Piano piano la loro storia nasce e cresce in modo spontaneo e naturale, coronata da una gravidanza, tanto gradita quanto imprevista, ritenendosi Nina sterile. Parallelamente Sergio, chiusa la sua storia con Stella che, invece, aveva iniziato a portare avanti una gravidanza isterica, vuole riprendersi sua moglie o, più probabilmente, impedirle altre storie, contattandola mediante le sue amiche.


Tanti e profondi i dubbi di Nina sulla sua relazione con Matteo e sul suo futuro: l’epilogo non è prevedibile da parte del lettore (né qui viene svelato). Esso è la testimonianza del percorso di formazione e di crescita che la protagonista ha vissuto nel romanzo, anche se va a finire sui giornali come fatto di cronaca, ampiamente travisato.

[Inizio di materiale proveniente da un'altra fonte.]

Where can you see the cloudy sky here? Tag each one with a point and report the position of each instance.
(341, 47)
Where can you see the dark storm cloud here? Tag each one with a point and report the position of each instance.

L’amore al tempo della pandemia, opera prima di Vito Carnimeo, si fa leggere con tanta passione per una storia che sicuramente molto oggi insegna. Lo stile di scrittura fa vivere i personaggi e la storia in modo immediato; fluente è il ritmo della narrazione della vita dei protagonisti, realizzato con un lessico sempre appropriato.

I loro flashback sulle vite passate sono il modo per spiegare i loro comportamenti nel presente, ma anche il modo per entrare ognuno nella vita dell’altro, empaticamente: Nina entra nella vita di Matteo senza bussare” perché le ha “già aperto” e Matteo entra nel cuore di Nina “senza bussare” perché lei gli ha “già aperto”. Il loro appare – al lettore “semplice” con reminiscenze sartriane, già presenti nel titolo di questa recensione – un “amore necessario”, non causato alle mere contingenze, né scalfito da esse.

Il “messaggio” del volume è proprio nel distico finale, tratto dalla poetessa polacca Wislawa Szymborska (1923 – 2012) riportato al centro di una pagina bianca: “Morire quanto necessario, senza eccedere. Rinascere quanto occorre da ciò che si è salvato”. Forse.